One time, after moving to MA, we were taking a neighborhood walk. I had Dixie on a retractable leash and she went up to and put her nose under a parked SUV. All of a sudden she backed out with a cat attached to her face. The cat jumped off and Dixie turned away. The cat jumped on Dixie's back, bit her on the shoulders and then jumped off. I started pulling Dixie away and the cat jumped on Dixie's haunches and bit her and then jumped off. As I was pulling Dixie away, I kicked at the cat. The cat jumped on my leg and bit me several times. Dixie and I both had to go through the full series of rabies shots. The cat was never found and I got a letter from the town animal control putting Dixie into quarantine for 30 days!

Dixie has been my best friend and my constant companion for over ten years. Together we waded many streams, hiked many trails and traveled many miles. She went places with me dogs weren't allowed to go but her regal manner, disposition and looks got us past.

The last few years of her life were really hard on her, and me. It finally got to the point of her not being able to walk, not wanting to be touched because it hurt her too bad. I couldn't groom her, she just wanted to be left alone. Her immune system became so compromised that whenever I left her outside in the yard, from lying down she would get a rash and would itch and scratch.

Two years ago, the cats Gus and Ollie came into her life. She loved them and they all enjoyed playing together. I think the two cats helped extend Dixie's life as they gave her a reason to live. The three of them would tease and swat and rub against each other. At the end, Dixie could only lay there and look at them. She would bark like crazy when she heard one of them at the door, telling us to let them in. To the end, she guarded the house and its occupants, even though she couldn't get up and wouldn't have been able to do much.

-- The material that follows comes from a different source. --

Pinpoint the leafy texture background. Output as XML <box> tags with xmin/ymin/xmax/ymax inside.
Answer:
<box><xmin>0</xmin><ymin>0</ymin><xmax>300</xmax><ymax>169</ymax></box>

Through her obvious pain and discomfort and inability to move, she would wag her tail and look at me with the unconditional love only a dog can give. Dixie was the love of my life. We got each other over the rough spots of life for a decade.

I decided to have her cremated. My plan is to carry a little bit of her ashes with me as I go on the hikes that I know she would have wanted to go on and leave a little bit of her on the trail along with my footprints. Dixie, the Airedale dog: The best friend a person could ever want to have.